- 4 pieces sustainably caught white fish, such as cod, haddock or pollack
- About 1/3-1/2 cup extra virgin olive oil (EVOO), divided
- Salt and pepper
- 2 cups breadcrumbs, loosely packed and coarsely torn or chopped peasant-style bread
- 4 cloves garlic, finely chopped
- 1 sprig fresh oregano, chopped or 1 teaspoon dried oregano
- A generous handful of flat leaf parsley, chopped
- 1 roasted red pepper, homemade or store-bought, patted dry and chopped
- 1 small fresh chili pepper, such as red Fresno, seeded and very finely chopped
- A handful of pitted kalamata olives, chopped
- 1/2 medium or 1/4 large red onion, finely chopped
- 1 cup feta cheese, drained and crumbled
- 1 lemon, cut into wedges
- Pre-heat the oven to 400°F.
- Arrange the fish in a baking dish.
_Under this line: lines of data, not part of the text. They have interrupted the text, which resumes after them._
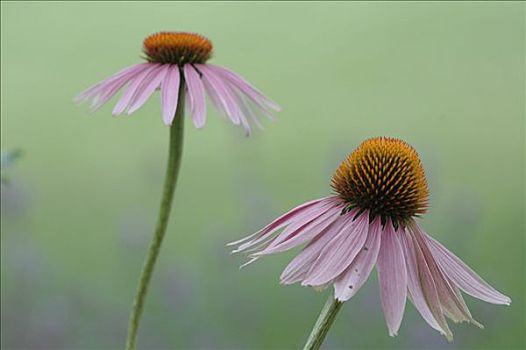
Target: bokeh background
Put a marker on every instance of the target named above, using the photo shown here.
(79, 211)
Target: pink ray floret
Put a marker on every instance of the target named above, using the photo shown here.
(341, 248)
(232, 96)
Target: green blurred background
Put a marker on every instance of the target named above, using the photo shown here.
(79, 212)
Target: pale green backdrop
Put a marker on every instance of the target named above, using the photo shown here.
(76, 220)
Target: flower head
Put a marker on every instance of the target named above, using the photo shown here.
(175, 60)
(381, 188)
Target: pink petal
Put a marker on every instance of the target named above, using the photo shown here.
(148, 87)
(463, 276)
(298, 221)
(296, 236)
(244, 86)
(422, 289)
(97, 88)
(217, 90)
(348, 284)
(134, 85)
(197, 95)
(393, 278)
(298, 268)
(170, 94)
(278, 223)
(452, 304)
(341, 251)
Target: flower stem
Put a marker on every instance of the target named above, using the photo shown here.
(323, 324)
(172, 170)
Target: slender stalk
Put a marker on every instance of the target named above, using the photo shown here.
(323, 324)
(170, 180)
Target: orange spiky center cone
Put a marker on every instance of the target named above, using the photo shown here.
(177, 48)
(385, 176)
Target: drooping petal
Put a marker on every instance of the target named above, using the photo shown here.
(196, 91)
(298, 268)
(340, 252)
(296, 236)
(392, 276)
(294, 226)
(244, 86)
(348, 284)
(463, 276)
(96, 89)
(217, 88)
(148, 87)
(130, 92)
(170, 94)
(280, 222)
(451, 304)
(422, 289)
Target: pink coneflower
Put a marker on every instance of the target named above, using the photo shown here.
(380, 189)
(176, 65)
(174, 57)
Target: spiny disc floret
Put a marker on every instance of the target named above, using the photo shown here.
(385, 176)
(177, 48)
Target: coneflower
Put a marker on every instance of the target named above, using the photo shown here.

Lightly dress with EVOO; season with salt and pepper.
- Combine the bread, garlic, oregano, parsley, roasted red pepper, chili pepper, olives and onions in a bowl and dress with just enough EVOO to lightly coat. Arrange the topping all over the top of the fish and around the dish. Scatter the feta around and over the breadcrumb layer. Bake the fish for 20-25 minutes.
- Serve with lemon wedges alongside.